We bought a shared ownership property in St Albans because we figured it would give us an opportunity to get on the property ladder, be closer to friends and family, and shorten our commute. We visited a few times before signing on the dotted line. It took 6 very long months but we finally purchased our first flat in the UK.
But honest to god every single day I regret moving to St Albans.
We generally liked it from the start and it appeared to have more shops and amenities than where we lived in Richmond. But I don't think we took the fact that the best area attractions require a car (and even a reasonably sized grocery store is a 35 min walk), and that the beauty of St Albans didn't extend to where we live. My child's nursery is supposedly outstanding and yet I can't help but feel we have taken a huge leap back from what we had in Richmond (which was outdoors and bilingual). I can't access many hobbies here without a car, and even the nursery parents are incredibly cliquey - they have a WhatsApp group and when I asked to join they said oh sure and then never did. Yes, my transport to work is easier.... When Thameslink flipping works!!! It costs £175/month more than my monthly pass did from Richmond (which afforded me 4 different modes of transport if one should be out of service).

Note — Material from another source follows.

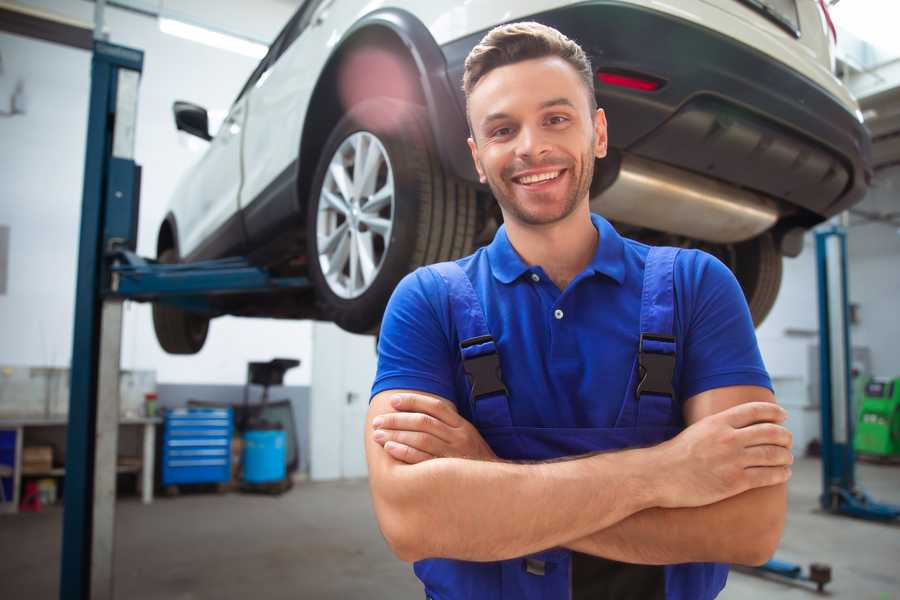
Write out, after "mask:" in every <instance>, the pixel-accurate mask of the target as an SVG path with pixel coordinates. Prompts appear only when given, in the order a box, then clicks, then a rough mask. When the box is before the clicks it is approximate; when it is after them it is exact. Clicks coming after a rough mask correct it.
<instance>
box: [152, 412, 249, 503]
mask: <svg viewBox="0 0 900 600" xmlns="http://www.w3.org/2000/svg"><path fill="white" fill-rule="evenodd" d="M231 432H232V419H231V409H230V408H189V409H185V408H179V409H174V410H169V411H167V412H166V416H165V423H164V429H163V445H162V454H163V455H162V461H161V464H162V484H163V485H164V486H168V485H177V484H181V483H222V482H226V481H229V480H230V479H231Z"/></svg>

I feel really far away from a social life that I built from scratch - I can't hop to Richmond easily on a Thursday evening for a row or a pint given the 90 min journey home (again, if Thameslink isn't having a coronary from another fault in their system). I feel isolated and I dislike where we are. I don't feel safe, either - on my walk back home from nursery with my son I have now seen ***5*** drug busts with local police. I wanted to get a bike but lol this is the number one area for bike theft in the country. When I called the police about alcohol fueled antisocial behaviour they basically said there was nothing they could do. So I just sat there and hoped no one would throw a bottle at our windows in the meantime.
What is most frustrating is that I can't air any of this - not to my spouse, to my in laws, or to my friends - now that we live so close everyone is offended that I am not in love with the area. I actually cheer myself up/make myself miserable by checking property listings back in Richmond. I can't help but feel we have made a terrible mistake moving here.